Computational Induction of Prosodic Structure
This work addresses the need for more empirical and language-independent approaches to prosody analysis in linguistics and speech processing, though it appears incremental by building on existing methods.
The study tackled the problem of analyzing prosodic structure in speech by proposing an inductive, language-independent method called Rhythm Formant Analysis (RFA) based on the low-frequency spectrum, and applied it to Mandarin Chinese to find differences from English related to lexical and grammatical factors, as well as individual variation.
The present study has two goals relating to the grammar of prosody, understood as the rhythms and melodies of speech.

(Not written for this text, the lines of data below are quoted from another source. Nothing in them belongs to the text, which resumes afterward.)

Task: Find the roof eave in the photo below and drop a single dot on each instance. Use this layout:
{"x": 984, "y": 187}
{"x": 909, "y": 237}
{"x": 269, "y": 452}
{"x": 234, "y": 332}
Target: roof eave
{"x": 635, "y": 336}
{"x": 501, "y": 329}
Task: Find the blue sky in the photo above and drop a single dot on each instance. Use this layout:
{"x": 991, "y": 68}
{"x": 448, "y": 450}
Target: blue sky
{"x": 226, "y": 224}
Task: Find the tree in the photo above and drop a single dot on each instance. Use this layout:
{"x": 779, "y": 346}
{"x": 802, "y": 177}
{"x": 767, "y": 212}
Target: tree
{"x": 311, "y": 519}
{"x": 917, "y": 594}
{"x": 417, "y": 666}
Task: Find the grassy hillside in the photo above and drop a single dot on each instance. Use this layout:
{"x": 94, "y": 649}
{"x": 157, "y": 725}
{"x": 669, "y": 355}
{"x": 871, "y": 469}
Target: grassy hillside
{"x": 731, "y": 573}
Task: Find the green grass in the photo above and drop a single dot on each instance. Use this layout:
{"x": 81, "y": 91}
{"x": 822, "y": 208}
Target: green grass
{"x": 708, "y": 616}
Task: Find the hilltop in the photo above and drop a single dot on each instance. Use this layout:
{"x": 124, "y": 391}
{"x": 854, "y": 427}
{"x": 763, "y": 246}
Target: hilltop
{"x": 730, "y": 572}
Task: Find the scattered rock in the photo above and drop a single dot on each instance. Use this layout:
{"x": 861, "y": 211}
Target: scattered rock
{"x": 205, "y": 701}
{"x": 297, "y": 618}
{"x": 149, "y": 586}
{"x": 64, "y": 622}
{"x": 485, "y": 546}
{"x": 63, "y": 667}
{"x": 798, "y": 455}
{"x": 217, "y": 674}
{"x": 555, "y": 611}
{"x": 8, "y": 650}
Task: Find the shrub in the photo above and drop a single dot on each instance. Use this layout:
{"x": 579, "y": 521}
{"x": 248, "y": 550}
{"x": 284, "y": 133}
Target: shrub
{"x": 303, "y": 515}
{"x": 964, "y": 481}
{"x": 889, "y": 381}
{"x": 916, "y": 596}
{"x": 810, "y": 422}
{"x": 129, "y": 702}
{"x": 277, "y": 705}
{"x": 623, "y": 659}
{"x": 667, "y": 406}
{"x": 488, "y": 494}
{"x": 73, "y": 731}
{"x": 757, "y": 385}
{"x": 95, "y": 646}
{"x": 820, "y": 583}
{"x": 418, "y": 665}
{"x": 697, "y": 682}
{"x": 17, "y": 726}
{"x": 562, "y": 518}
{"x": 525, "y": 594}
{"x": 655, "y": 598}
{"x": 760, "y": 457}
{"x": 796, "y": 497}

First, an overview is provided of the computable grammatical and phonetic approaches to prosody analysis which use hypothetico-deductive methods and are based on learned hermeneutic intuitions about language. Second, a proposal is presented for an inductive grounding in the physical signal, in which prosodic structure is inferred using a language-independent method from the low-frequency spectrum of the speech signal. The overview includes a discussion of computational aspects of standard generative and post-generative models, and suggestions for reformulating these to form inductive approaches. Also included is a discussion of linguistic phonetic approaches to analysis of annotations (pairs of speech unit labels with time-stamps) of recorded spoken utterances. The proposal introduces the inductive approach of Rhythm Formant Theory (RFT) and the associated Rhythm Formant Analysis (RFA) method are introduced, with the aim of completing a gap in the linguistic hypothetico-deductive cycle by grounding in a language-independent inductive procedure of speech signal analysis. The validity of the method is demonstrated and applied to rhythm patterns in read-aloud Mandarin Chinese, finding differences from English which are related to lexical and grammatical differences between the languages, as well as individual variation. The overall conclusions are (1) that normative language-to-language phonological or phonetic comparisons of rhythm, for example of Mandarin and English, are too simplistic, in view of diverse language-internal factors due to genre and style differences as well as utterance dynamics, and (2) that language-independent empirical grounding of rhythm in the physical signal is called for.